# Mossberg MVP Preliminary Review



## Springville Shooter (Oct 15, 2010)

I finally got to take the new MVP to the range today to begin the break-in process and get a look at how it would shoot. I brought 3 types of factory loads and started the process of shooting and cleaning as well as getting the rifle zeroed in. Once I started shooting 5 shot groups, things looked pretty good except for the 45 grainers which I thought might be light for the twist rate of the barrel. They grouped at 1.5". Hornady 55gr V-Max shot just over an inch while PMC 55gr FMJ shot well under an inch except for one flyer which I called. I will begin load developement and feel confident that I can get the gun shooting well under an inch, pretty good for an economy set-up. What impressed me the most was the shootability of the rifle right out of the box. The stock felt very good and sat firmly in the bags. The trigger is 3.5lbs and very crisp. I put 30 rounds through the rifle with no feeding issues from the factory Mossberg 10rnd mag. I have not tried P-mags or other types yet, but all fed rounds well without firing. The rifle came with a cheap Baraska scope that does not do the rig justice and will be replaced soon. I noticed that no matter how hard I tried that I could not get all the parralax adjusted out and would notice the crosshairs floating a bit with my head movement. Even with factory ammo, this rifle is worthy of decent glass in my opinion. 

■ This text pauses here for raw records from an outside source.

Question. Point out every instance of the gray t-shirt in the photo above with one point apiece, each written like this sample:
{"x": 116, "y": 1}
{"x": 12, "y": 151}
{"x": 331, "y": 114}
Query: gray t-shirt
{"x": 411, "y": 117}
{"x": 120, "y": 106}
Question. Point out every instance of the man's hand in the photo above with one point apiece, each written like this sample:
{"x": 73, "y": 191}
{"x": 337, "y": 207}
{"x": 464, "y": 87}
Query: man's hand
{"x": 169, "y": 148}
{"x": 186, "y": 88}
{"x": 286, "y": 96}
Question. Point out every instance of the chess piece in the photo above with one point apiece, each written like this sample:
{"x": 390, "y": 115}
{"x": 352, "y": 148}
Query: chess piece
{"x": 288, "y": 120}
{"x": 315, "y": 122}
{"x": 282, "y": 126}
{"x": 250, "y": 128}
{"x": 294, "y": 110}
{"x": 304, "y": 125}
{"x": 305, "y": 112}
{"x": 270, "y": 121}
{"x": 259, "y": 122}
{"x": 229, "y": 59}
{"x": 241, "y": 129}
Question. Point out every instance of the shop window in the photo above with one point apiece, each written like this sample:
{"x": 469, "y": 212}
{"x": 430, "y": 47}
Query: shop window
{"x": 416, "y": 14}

Overall I am very pleased with the performance so far. While this will not ever be the most accurate rifle that I own, it will serve very well shooting Prarie dogs and other varmints at medium ranges. Hopefully things will tighten up a little with some good handloads and I will have a reliable sub-MOA varminter for under $500.00.---SS


----------



## sawsman (Sep 13, 2007)

Nice first outing SS… 8) 

Sounds like you'll be able to tighten them up even further! I notice the SS on 
the targets. Custom print?


----------



## Bax* (Dec 14, 2008)

Glad to hear you got it out and spent some time behind your glass. Sounds like it is a pretty cool rifle that has some great potential. I look forward to hearing your thoughts on this as time goes on


----------



## Springville Shooter (Oct 15, 2010)

sawsman said:


> Nice first outing SS&#8230; 8)
> 
> Sounds like you'll be able to tighten them up even further! I notice the SS on
> the targets. Custom print?


Never noticed that, but it is cool. Unfortunately, to everyone else in the benchrest world, the SS only designates the target as a sighter. I like the idea though....---SS


----------



## Springville Shooter (Oct 15, 2010)

Well, I got out to the range today with the first batch of handloads for the MVP. I made up 4 loads; 2 with 73gr Berger and 2 with 55gr Sierra. I was happy when the first group of Bergers shot into 5/8". The next Berger load was less impressive opening back out to exactly 1". Next I had one of those range moments that just pisses you off. Getting up from the bench, I spilled the case that contained both Sierra loads and they mixed. With no way to tell the difference, I shot all ten into a cluster just to see if anything looked good. I was suprised when all ten printed at exactly an inch with 9 falling within 3/4". I will definately have to revisit these loads to see how they shoot individually as there are 6 shots under 1/2". I also found some 60gr Nosler BTs that I will load up for next time.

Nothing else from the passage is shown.